Nasional Malang Hari Ini Kriminal-Kasuistika Olahraga Wisata-Kuliner Sosok Pendidikan Ekonomi-Bisnis Opini Politik-Pemerintahan

Kampus di Malang Wait and See Rencana Penutupan Prodi dari Sekjen Kemdiktisaintek

Nahdiatul Affandiah • Kamis, 30 April 2026 | 10:09 WIB
TAK SEMUA SEPAKAT: Sejumlah mahasiswa UIN Maliki Malang hendak mengikuti kegiatan perkuliahan. UIN melihat penutupan Prodi yang tak lagi relevan dengan delapan industri strategis bukan solusi. (Foto: Darmono)
TAK SEMUA SEPAKAT: Sejumlah mahasiswa UIN Maliki Malang hendak mengikuti kegiatan perkuliahan. UIN melihat penutupan Prodi yang tak lagi relevan dengan delapan industri strategis bukan solusi. (Foto: Darmono)

MALANG KOTA-RADAR MALANG - Pemerintah Pusat mempertimbangkan penutupan program studi (Prodi) yang tak lagi relevan dengan delapan industri strategis. Prodi yang ada diharapkan mendukung perkembangan industri kesehatan, ketahanan pangan, digitalisasi, hilirisasi, pertahanan, material maju dan manufaktur, energi, serta maritim.

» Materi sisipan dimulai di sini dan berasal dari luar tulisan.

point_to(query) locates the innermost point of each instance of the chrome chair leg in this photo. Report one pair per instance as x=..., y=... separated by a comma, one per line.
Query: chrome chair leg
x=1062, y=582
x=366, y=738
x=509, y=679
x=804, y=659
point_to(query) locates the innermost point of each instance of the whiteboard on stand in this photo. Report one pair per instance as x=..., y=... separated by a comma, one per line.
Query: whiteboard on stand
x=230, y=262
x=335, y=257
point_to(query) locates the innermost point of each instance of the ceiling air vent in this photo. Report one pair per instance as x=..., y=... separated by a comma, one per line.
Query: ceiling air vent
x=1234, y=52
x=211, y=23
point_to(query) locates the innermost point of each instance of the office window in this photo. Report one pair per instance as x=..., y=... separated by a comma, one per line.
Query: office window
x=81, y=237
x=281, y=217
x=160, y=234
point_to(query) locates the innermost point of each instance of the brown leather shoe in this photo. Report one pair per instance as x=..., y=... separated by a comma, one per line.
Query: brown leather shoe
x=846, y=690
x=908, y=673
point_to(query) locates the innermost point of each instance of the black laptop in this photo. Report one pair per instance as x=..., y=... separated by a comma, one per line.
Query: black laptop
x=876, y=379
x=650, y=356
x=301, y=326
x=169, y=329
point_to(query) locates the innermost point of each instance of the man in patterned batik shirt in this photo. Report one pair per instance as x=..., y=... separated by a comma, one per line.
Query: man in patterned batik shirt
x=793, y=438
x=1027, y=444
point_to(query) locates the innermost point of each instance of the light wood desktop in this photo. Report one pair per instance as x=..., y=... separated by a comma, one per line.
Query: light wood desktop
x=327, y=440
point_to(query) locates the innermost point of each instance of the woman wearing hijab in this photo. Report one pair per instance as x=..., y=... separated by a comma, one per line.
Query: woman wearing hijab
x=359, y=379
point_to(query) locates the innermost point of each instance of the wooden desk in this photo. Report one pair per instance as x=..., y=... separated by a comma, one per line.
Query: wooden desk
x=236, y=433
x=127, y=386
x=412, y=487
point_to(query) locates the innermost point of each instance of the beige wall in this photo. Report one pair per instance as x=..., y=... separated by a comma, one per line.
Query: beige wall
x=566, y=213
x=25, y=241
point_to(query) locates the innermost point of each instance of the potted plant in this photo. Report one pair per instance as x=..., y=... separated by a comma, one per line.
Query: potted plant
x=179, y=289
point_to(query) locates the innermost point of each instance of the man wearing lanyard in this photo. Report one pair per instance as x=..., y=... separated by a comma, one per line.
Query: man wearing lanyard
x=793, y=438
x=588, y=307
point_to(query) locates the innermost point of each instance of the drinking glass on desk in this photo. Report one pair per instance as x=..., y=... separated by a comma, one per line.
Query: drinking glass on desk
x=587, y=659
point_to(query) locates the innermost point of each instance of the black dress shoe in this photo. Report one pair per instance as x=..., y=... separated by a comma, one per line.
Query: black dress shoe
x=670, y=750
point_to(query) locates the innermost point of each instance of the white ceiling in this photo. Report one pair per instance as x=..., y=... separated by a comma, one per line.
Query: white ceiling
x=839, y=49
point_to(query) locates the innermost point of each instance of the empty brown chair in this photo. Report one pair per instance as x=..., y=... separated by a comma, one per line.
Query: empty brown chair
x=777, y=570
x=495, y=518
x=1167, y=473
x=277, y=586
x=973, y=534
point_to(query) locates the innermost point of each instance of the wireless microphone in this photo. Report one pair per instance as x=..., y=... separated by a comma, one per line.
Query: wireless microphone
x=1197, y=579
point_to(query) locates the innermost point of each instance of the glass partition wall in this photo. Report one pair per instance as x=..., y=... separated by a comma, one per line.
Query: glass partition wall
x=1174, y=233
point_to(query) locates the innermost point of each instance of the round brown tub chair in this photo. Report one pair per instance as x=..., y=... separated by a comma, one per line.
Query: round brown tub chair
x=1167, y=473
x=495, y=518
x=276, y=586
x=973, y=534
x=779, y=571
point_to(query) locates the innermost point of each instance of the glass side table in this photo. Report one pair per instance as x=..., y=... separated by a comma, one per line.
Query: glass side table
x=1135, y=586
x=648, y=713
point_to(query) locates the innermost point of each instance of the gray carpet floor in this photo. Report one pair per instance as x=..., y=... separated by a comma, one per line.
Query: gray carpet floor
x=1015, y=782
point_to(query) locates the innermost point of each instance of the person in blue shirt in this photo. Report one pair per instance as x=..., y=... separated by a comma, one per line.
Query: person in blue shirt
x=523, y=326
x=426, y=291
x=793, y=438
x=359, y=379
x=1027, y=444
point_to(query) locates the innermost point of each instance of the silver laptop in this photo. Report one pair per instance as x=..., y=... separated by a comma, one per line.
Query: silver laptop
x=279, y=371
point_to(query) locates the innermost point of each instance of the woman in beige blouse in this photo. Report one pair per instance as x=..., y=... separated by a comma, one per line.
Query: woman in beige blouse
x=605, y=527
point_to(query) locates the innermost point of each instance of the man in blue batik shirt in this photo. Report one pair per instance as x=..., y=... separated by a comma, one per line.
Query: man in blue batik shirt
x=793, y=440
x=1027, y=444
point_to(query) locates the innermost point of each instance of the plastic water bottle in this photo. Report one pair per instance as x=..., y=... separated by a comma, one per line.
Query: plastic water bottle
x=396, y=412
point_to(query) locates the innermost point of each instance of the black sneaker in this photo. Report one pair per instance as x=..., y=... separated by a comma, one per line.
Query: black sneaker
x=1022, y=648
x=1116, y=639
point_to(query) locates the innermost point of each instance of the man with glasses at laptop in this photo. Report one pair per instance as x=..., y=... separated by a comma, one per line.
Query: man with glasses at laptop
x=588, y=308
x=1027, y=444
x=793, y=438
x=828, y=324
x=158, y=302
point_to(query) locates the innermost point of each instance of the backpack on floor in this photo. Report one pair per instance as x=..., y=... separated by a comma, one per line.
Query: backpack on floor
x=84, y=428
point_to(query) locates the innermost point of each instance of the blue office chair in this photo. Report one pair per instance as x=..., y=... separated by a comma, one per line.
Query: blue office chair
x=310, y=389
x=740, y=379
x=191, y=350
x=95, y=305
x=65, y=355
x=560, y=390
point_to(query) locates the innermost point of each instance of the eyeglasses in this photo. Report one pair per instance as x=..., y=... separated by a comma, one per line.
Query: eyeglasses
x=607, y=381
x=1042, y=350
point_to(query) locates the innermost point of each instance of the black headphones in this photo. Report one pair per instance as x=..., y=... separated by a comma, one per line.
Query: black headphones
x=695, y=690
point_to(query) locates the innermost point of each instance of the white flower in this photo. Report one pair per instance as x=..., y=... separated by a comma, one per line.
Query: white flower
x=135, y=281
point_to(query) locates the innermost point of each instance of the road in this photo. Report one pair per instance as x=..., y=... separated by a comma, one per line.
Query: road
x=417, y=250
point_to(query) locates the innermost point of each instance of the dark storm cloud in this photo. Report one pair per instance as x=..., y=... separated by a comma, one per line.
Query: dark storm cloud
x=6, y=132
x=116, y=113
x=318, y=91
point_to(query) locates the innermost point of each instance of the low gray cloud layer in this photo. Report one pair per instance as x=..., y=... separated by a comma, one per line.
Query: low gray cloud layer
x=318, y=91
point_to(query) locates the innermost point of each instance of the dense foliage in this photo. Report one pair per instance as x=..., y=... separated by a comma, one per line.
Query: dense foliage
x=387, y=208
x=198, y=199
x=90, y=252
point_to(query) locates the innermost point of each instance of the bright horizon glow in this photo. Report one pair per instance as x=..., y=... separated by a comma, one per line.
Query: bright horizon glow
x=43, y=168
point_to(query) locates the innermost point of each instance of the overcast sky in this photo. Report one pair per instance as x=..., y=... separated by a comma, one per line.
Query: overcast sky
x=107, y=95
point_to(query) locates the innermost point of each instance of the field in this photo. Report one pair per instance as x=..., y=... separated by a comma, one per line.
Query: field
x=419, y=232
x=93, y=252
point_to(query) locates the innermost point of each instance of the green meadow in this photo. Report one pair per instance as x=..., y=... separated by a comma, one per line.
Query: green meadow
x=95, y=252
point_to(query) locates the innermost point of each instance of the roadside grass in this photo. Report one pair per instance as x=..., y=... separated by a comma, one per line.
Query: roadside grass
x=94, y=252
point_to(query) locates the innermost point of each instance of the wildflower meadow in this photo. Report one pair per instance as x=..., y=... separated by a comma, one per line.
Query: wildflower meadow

Itu disampaikan Sekretaris Jenderal (Sekjen) Kementerian Pendidikan Tinggi, Sains, dan Teknologi (Kemdiktisaintek) Prof Badri Munir Sukoco dalam Simposium Nasional Kependudukan di Bali pada 23 April lalu.

Lantas, bagaimana respons kampus-kampus di Malang terkait rencana itu? Rektor UIN Maliki Malang Prof Ilfi Nur Diana menilai, penutupan Prodi itu bukan solusi. Terutama Prodi di Perguruan Tinggi Keagamaan Islam Negeri (PTKIN), seperti jurusan ilmu keagamaan.

Baca Juga: Tim Dosen STIMATA Malang Sukses Tingkatkan Daya Saing UMKM "PiaAras" Melalui Hibah PMP Kemdiktisaintek 2025

Prodi itu, dilihat pihak kampus sangat penting. Itu karena UIN memandang bukan lapangan pekerjaan saja yang menjadi tujuan pendidikan. Lebih jauh, juga untuk membangun karakter bangsa melalui pendidikan.

”Apalagi saat ini dunia kerja tidak hanya melihat ijazah saja,” ucapnya. Dunia kerja lebih memilih skill yang dimiliki pelamar. Untuk itu, seharusnya ada transformasi kurikulum dan pengembangan skill mahasiswa agar sesuai dengan kebutuhan pencari kerja saat ini.

Rektor Universitas Negeri Malang (UM) Prof Hariyono menuturkan, perlu ada kajian utuh bagi perguruan tinggi untuk merespons wacana itu. Sebab, menurutnya dalam merealisasikan proses mencerdaskan kehidupan bangsa tidak semata-mata diukur kebutuhan pasar. Terdapat moral dan nilai-nilai lain yang perlu ditanamkan.

Baca Juga: Wait and See Tangani Pohon di Depan Taman Krida Kota Malang

”Sementara menunggu keputusan pusat, pengembangan kapasitas belajar mahasiswa perlu ditingkatkan lagi,” ucapnya. Itu bertujuan agar pengetahuan dan keterampilan teknis yang bersifat temporer tidak menghambat pengembangan kualitas mahasiswa dalam pengembangan hard skill dan soft skill. Pembelajaran berbasis kehidupan perlu dicermati secara cerdas dan bijak untuk proses transfer ilmu dan pemanfaatannya.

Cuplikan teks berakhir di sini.